# Paper Summary - *Assessing the Local Interpretability of Machine Learning Models* by Slack et. al. (2019)

Slack, D., Friedler, S. A., Roy, C. D., & Scheidegger, C. (2019, January). Assessing the Local
Interpretability of Machine Learning Models. In *NeurIPS Workshop on Human-Centric Machine Learning
(HCML)*.

## Paper Summary

This paper defines a metric to measure the local interpretability of a model - the number of
operations the model requires to make a prediction. The metric is correlated with local
interpretability by measuring the latter with a human-subject study. Users were asked to predict the
output of a model given an input, and predict the output given counterfactual input i.e., slight
modifications of the input. The results show that the operation count metric *is* correlated with
local interpretability, and that decision trees and logistic regression models are more
interpretable than neural networks.

## Methodology

The metric defined to act as a proxy for interpretability is the runtime operation count.
Effectively it is the number of operations a human must carry out in order to simulate a single
prediction the model. This was performed by instrumenting the prediction operation for existing
trained models in Python’s `scikit-learn`

package.

## Experimental Setup

The authors ran a crowdsourced experiment $(N=1000)$ using the Prolific
platform. Participants were asked to predict the output of a model on an input (by replicating the
actual calculations involved), and then asked to predict the output again for a slightly modified
version of the input. Three model types were used - decision trees (DT), logistic regression (LR)
and neural networks (NN). They were trained using `scikit-learn`

. Training details are omitted here.

Users were trained in how to perform these calculations for each model type using a small fill in the blank exercise conducted before the actual prediction task. The models were trained using synthetic data to avoid the effects of domain knowledge on prediction.

The survey was administered through Qualtrics. Hypotheses for the study were pre-registered on the Open Science Framework.

## Results and Analysis

Based on the number of correct responses for the two tasks of simulation and counterfactual prediction for each of the three models, three hypotheses were made regarding local interpretability of the models - $DT > NN$, $DT > LR$, $LR > NN$. p-values and confidence intervals were calculated for each using Fisher’s Exact Test.

The Fisher Exact Test gives exact p-values for $2 \times 2$ contingency tables, where samples from
$2$ different treatments can be classified in $2$ different ways. In the case of this paper, an
input from $2$ different models is classified into correct or incorrect based on the user’s
response. Fisher’s Exact Test then tells us how *likely* the particular assignment of values to each
cell are, with the null hypothesis being independence of all categories.
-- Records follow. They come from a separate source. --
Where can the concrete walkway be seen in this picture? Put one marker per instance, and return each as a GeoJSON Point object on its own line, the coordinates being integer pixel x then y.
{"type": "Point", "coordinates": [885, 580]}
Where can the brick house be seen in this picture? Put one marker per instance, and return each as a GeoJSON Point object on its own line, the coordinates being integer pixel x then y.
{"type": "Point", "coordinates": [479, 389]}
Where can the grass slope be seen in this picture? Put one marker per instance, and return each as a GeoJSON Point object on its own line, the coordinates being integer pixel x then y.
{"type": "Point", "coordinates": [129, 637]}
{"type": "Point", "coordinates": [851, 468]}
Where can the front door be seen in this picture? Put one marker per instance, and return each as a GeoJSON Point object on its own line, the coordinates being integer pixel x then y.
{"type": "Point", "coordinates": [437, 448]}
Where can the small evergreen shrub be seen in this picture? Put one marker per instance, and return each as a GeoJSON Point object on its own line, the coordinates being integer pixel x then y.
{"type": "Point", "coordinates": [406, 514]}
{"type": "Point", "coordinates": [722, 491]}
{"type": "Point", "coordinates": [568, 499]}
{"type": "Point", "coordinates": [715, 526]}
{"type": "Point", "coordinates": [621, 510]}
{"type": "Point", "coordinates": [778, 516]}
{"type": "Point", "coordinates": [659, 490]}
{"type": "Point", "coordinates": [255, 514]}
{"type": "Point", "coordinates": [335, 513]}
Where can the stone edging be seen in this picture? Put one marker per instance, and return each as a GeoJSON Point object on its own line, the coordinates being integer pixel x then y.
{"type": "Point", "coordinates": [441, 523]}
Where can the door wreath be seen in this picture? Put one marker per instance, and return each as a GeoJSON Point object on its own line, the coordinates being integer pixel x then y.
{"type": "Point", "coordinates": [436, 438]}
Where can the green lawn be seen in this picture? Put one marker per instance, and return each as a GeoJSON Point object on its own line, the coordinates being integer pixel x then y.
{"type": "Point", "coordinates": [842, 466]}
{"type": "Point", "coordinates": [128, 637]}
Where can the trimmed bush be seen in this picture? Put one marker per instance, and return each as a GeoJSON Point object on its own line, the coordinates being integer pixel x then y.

It is a special case of the
chi-squared test but works for all sample sizes.

The results show that decision trees are more simulatable and “what-if” locally explainable than logistic regression or neural network models. However, the results did not find evidence for logistic regression to be more locally interpretable than neural network models.

Visual comparison of the plots of accuracy vs. operation count across all three tasks
(simulatability, “what-if” local explainability and local interpretability, the last of which simply
measures how many users got both of the previous tasks right), shows that they *are* correlated.
Also graphed was the time taken vs. the operation count, and the accuracy vs. the time taken.

## Discussion

The authors point out how this metric may be used to assess the interpretability of a model without a user study.

## Impressions

This is a neat paper which attempt to quantitatively validate a hypothesis that most people would lend credence to being true. Operation count is of course a very crude way to approximate interpretability, and is absolutely unfeasible for the mammoth network sizes that power today’s models. The paper also doesn’t attempt to answer questions regarding interpretability for different models with similar operation counts. Is a large decision tree equally as interpretable as a small neural network? The graphs seem to show that the mean operation counts across the three model types are significantly different. I would have liked to see how interpretability is affected when the operation counts for different model types are similar.

I also question whether brute calculation of the model to produce outputs is how most people would
try to interpret a model. One can probably build some intuition from the feature weights and
response curves to be able to make accurate predictions for the smaller model types *without* having
to actually simulate the prediction function on paper. Nevertheless, it is a simple and good enough
lower bound to start asking questions about interpretability.